¿Guardar tesoros? Del gabinete de curiosidades al concepto de Museo
Los museos y las piezas en ellos contenidas tienen una cosa en común, y es que sin un contexto adecuado no son comprensibles
Del mismo modo que no entenderíamos qué es un bifaz sin comprender la necesidad del hombre prehistórico de disponer de tal herramienta, tampoco podremos comprender qué es un museo sin profundizar en su origen y evolución. Los museos son organismos vivos, producto de las culturas, disposiciones legales o economía de los lugares donde nacen y se desarrollan.
Si pensamos en los grandes Museos (los Museos Nacionales) quizás nos venga a la memoria el recuerdo de unas salas repletas de vitrinas abarrotadas de objetos, algunos apenas visibles tras varias filas de cabezas que se agolpan a su alrededor pretendiendo observar sus contenidos –caso de la Mona Lisa en el Museo del Louvre (Francia) o de la Piedra Roseta en el Museo Británico (Reino Unido)–.
Este tipo de museos mantienen fosilizado el modelo que les dio su origen, el cual se remonta al coleccionismo de reyes y aristócratas cuyo objetivo era exhibir unos objetos únicos o especiales. De hecho, estos primeros «museos» eran conocidos como gabinetes de curiosidades o gabinetes de maravillas.
Diferentes conceptos
Durante el siglo XVIII, estas curiosidades empezaron a ser ordenadas y clasificadas según los criterios científicos de la época. Puesto que no existían en aquel momento leyes dirigidas a la protección del patrimonio, se organizaron algunas expediciones científicas que llevaban instrucciones relativas a cómo recoger los objetos destinados al gabinete.
En España, Fernando VI (1746-1759) impulsó el conocido como «viaje de las antigüedades de España», con el objeto de recoger piezas con las que formar colecciones relacionados con la Historia de España. También financió la expedición arqueológica de Jorge Juan y Antonio de Ulloa en 1748 por América del sur, con el mismo propósito.
En este contexto, una expedición científica financiada con fondos privados podía realizar excavaciones en cualquier lugar del mundo, extraer de ellas las antigüedades halladas y trasladarlas a su país de origen sin la menor restricción.

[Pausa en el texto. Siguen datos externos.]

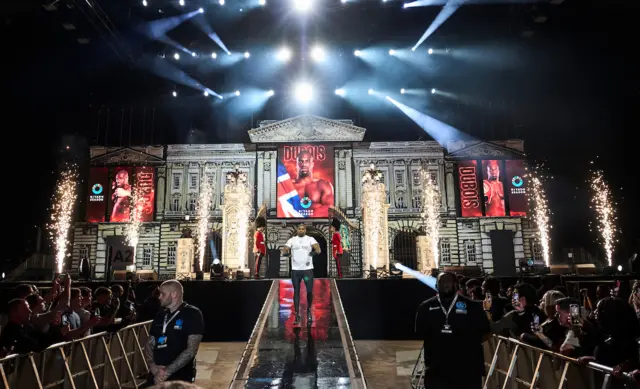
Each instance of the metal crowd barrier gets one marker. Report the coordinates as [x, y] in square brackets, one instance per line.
[102, 361]
[515, 365]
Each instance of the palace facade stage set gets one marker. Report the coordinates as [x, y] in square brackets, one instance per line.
[482, 210]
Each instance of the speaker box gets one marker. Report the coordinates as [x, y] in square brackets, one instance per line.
[585, 268]
[147, 275]
[560, 269]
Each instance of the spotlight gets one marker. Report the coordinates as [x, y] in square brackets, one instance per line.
[302, 5]
[303, 92]
[317, 54]
[284, 54]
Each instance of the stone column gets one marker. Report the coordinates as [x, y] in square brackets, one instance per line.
[236, 211]
[450, 189]
[374, 216]
[160, 191]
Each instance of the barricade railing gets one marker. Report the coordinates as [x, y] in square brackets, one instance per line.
[101, 361]
[512, 364]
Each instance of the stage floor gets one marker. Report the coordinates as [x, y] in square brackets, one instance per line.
[312, 355]
[385, 364]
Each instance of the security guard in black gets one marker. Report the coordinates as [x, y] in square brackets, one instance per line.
[171, 331]
[453, 328]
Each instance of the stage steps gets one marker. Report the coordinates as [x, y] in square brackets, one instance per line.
[278, 355]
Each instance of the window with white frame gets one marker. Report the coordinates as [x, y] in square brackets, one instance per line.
[416, 178]
[175, 203]
[171, 254]
[399, 177]
[445, 250]
[176, 181]
[470, 250]
[147, 254]
[83, 252]
[417, 199]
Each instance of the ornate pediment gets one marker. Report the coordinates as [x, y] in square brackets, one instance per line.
[484, 150]
[126, 156]
[306, 128]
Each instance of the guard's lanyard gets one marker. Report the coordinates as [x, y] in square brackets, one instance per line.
[168, 320]
[448, 311]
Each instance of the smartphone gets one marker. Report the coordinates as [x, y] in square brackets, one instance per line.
[536, 323]
[574, 310]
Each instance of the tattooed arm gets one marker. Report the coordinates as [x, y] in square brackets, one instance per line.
[148, 355]
[193, 342]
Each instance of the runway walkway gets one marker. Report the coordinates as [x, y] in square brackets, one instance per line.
[279, 355]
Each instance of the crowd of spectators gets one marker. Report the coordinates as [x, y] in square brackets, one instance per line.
[33, 320]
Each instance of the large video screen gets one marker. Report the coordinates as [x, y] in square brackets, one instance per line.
[470, 205]
[97, 198]
[493, 188]
[120, 193]
[305, 180]
[517, 183]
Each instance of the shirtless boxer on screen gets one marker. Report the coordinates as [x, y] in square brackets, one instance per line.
[319, 191]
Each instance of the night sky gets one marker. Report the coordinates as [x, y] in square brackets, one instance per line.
[568, 91]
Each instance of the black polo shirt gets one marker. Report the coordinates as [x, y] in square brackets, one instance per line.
[456, 355]
[187, 321]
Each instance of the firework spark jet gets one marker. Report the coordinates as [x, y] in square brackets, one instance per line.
[602, 203]
[203, 211]
[62, 215]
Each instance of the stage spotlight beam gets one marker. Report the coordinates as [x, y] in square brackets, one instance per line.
[317, 53]
[303, 92]
[302, 5]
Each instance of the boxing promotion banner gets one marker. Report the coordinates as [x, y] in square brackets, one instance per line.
[124, 183]
[97, 198]
[470, 205]
[145, 181]
[305, 180]
[517, 184]
[493, 188]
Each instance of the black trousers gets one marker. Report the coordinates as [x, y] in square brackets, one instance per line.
[297, 277]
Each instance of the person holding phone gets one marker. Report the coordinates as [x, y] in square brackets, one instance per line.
[301, 248]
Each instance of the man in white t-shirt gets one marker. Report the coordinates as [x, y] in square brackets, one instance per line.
[301, 248]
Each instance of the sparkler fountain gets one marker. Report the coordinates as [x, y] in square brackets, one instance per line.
[235, 221]
[203, 212]
[602, 202]
[429, 245]
[374, 217]
[62, 215]
[132, 230]
[540, 212]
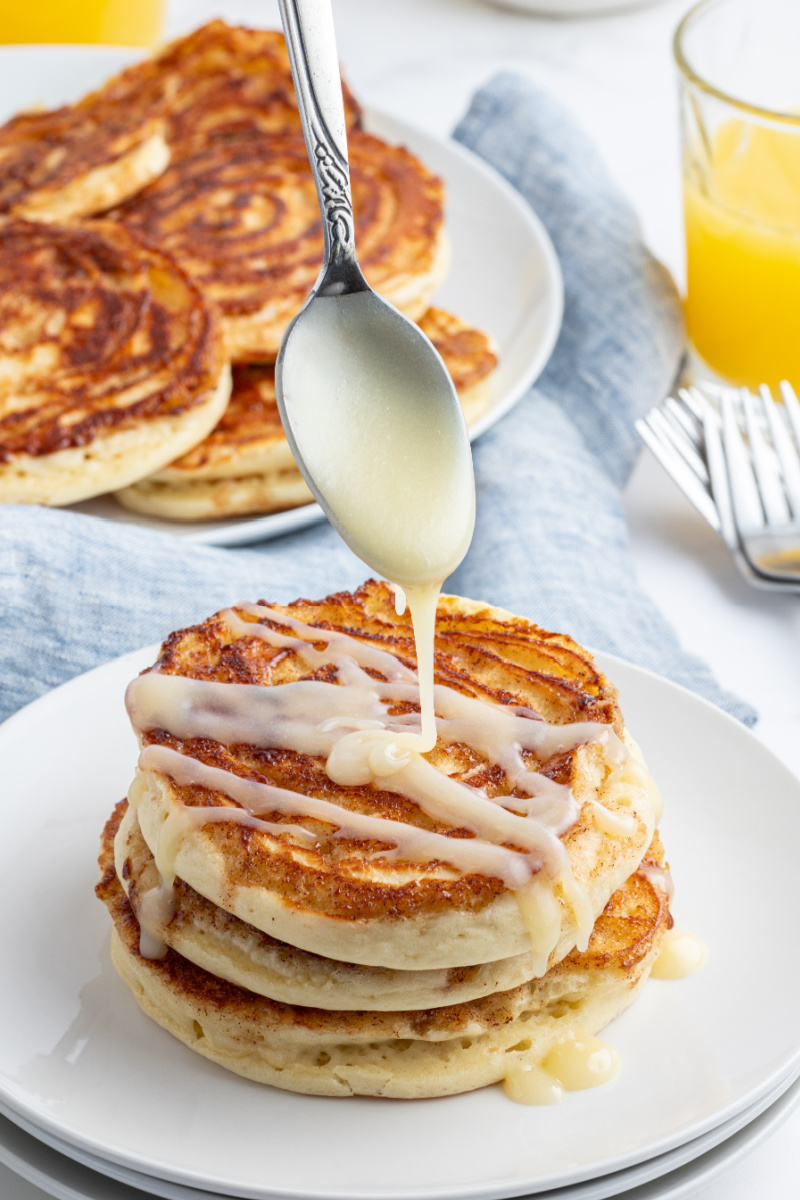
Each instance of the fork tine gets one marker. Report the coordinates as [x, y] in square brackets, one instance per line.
[792, 408]
[744, 492]
[788, 456]
[695, 402]
[769, 486]
[681, 417]
[666, 430]
[719, 473]
[677, 468]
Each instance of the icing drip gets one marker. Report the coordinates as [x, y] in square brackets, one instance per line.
[349, 724]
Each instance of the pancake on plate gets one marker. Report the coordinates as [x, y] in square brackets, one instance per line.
[509, 838]
[217, 81]
[441, 1050]
[245, 466]
[241, 215]
[78, 160]
[110, 361]
[239, 953]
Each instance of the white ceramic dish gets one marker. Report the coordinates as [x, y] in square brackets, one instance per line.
[572, 7]
[80, 1063]
[72, 1175]
[667, 1176]
[505, 276]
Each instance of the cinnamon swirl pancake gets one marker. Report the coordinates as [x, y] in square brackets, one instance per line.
[110, 361]
[245, 463]
[404, 1054]
[509, 838]
[78, 160]
[216, 82]
[241, 215]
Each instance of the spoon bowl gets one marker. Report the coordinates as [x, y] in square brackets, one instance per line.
[366, 401]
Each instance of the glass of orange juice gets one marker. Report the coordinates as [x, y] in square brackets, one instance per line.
[740, 130]
[112, 22]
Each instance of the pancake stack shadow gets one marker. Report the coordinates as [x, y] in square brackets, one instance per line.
[334, 939]
[180, 192]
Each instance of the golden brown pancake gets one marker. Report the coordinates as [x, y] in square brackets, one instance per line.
[241, 215]
[245, 465]
[78, 160]
[232, 949]
[405, 1054]
[110, 361]
[353, 897]
[216, 82]
[470, 357]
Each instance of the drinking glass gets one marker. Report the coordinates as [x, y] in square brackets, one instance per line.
[113, 22]
[740, 132]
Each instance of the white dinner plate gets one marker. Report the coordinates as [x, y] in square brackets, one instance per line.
[73, 1175]
[505, 276]
[52, 1167]
[82, 1063]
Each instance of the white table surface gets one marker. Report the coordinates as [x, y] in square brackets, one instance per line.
[421, 60]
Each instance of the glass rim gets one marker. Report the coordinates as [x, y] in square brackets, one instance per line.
[710, 89]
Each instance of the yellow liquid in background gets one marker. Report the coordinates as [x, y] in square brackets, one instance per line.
[110, 22]
[743, 251]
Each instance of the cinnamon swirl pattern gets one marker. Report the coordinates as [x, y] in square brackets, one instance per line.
[241, 215]
[437, 927]
[110, 361]
[217, 82]
[78, 160]
[245, 465]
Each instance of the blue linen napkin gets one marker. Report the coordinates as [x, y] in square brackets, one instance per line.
[551, 540]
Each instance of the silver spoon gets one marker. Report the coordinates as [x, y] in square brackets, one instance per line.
[367, 405]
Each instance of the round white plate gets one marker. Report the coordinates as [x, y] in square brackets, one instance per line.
[76, 1175]
[667, 1176]
[79, 1061]
[505, 276]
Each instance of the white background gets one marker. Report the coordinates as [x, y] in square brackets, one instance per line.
[421, 60]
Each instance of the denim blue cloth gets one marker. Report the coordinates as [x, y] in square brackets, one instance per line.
[551, 540]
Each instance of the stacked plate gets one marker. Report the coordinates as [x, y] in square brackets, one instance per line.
[709, 1065]
[504, 279]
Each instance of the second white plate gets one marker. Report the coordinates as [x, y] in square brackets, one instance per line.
[505, 276]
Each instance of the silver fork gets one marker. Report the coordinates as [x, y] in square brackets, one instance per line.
[761, 478]
[685, 433]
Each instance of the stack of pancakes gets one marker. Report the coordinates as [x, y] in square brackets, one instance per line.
[385, 937]
[194, 163]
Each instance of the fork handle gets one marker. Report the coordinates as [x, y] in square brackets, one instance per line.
[311, 42]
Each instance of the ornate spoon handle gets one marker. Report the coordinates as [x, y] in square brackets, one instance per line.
[311, 41]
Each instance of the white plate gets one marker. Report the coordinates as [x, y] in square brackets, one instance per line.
[59, 1167]
[668, 1175]
[82, 1063]
[505, 276]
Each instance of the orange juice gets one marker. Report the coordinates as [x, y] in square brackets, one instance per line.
[113, 22]
[743, 251]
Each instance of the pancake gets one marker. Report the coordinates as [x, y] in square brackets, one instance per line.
[245, 466]
[110, 361]
[232, 949]
[241, 215]
[395, 1054]
[218, 81]
[470, 357]
[77, 160]
[493, 845]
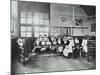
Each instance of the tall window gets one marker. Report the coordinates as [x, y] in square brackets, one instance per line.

Un buen ejemplo de ello es el caso de la Dama de Elche que fue objeto y víctima de este proceder errático.
El arqueólogo francés Pierre París, que se encontraba en España en 1897, acudió al lugar del hallazgo de la magnífica escultura ibérica y la compró para el Museo del Louvre por 5.200 pesetas. La Dama no regreso a España hasta 1941. Y no fue hasta la década de 1970 cuando la mayor parte de los países comenzaron a legislar para proteger su patrimonio histórico artístico. En el caso de España, contamos incluso en la actualidad con una división especial de la Guardia Civil dedicada a la protección del patrimonio cultural.
Con la llegada al poder en 1759 del rey arqueólogo, Carlos III (recordemos su papel en la excavación de las ciudades romanas de Pompeya y Herculano), se creó en Madrid el Real Gabinete de Historia Natural, que representa nada menos que el germen de museos tales como el Museo Arqueológico, el Museo de América, el Museo de Ciencias Naturales, el Museo de Antropología, etc.
Estos museos se han mantenido cuasi inamovibles durante siglos, siendo vistos, antes y ahora, como edificios con enormes salas en las que se agrupan objetos pertenecientes a una misma cultura, salas de colecciones que pasaron de ser patrimonio del monarca a ser patrimonio Estado.
Sin embargo, actualmente, en el siglo XXI, los museos no pueden limitarse únicamente a la exhibición, protección y conservación de los objetos que constituyen sus fondos, sino que han de responsabilizarse de la función social, pedagógica y de divulgación que les es inherente.
El objetivo de los museos ya no es tanto «mostrar» como enseñar; acercar a todos los ciudadanos su patrimonio valiéndose de herramientas actuales y de nuevos discursos expositivos. No es de extrañar, por tanto, que el número de piezas expuestas tienda a disminuir a favor de destinar un mayor espacio a la inclusión de recursos que permitan una mejor interacción de la pieza o de su historia con el visitante.
Entre dichos recursos hay que destacar la realidad virtual, muy útil, como demuestra la gran acogida que están teniendo las conocidas como exposiciones inmersivas, en las que solamente se utilizan reconstrucciones virtuales que permiten al visitante superar la fría barrera de la vitrina.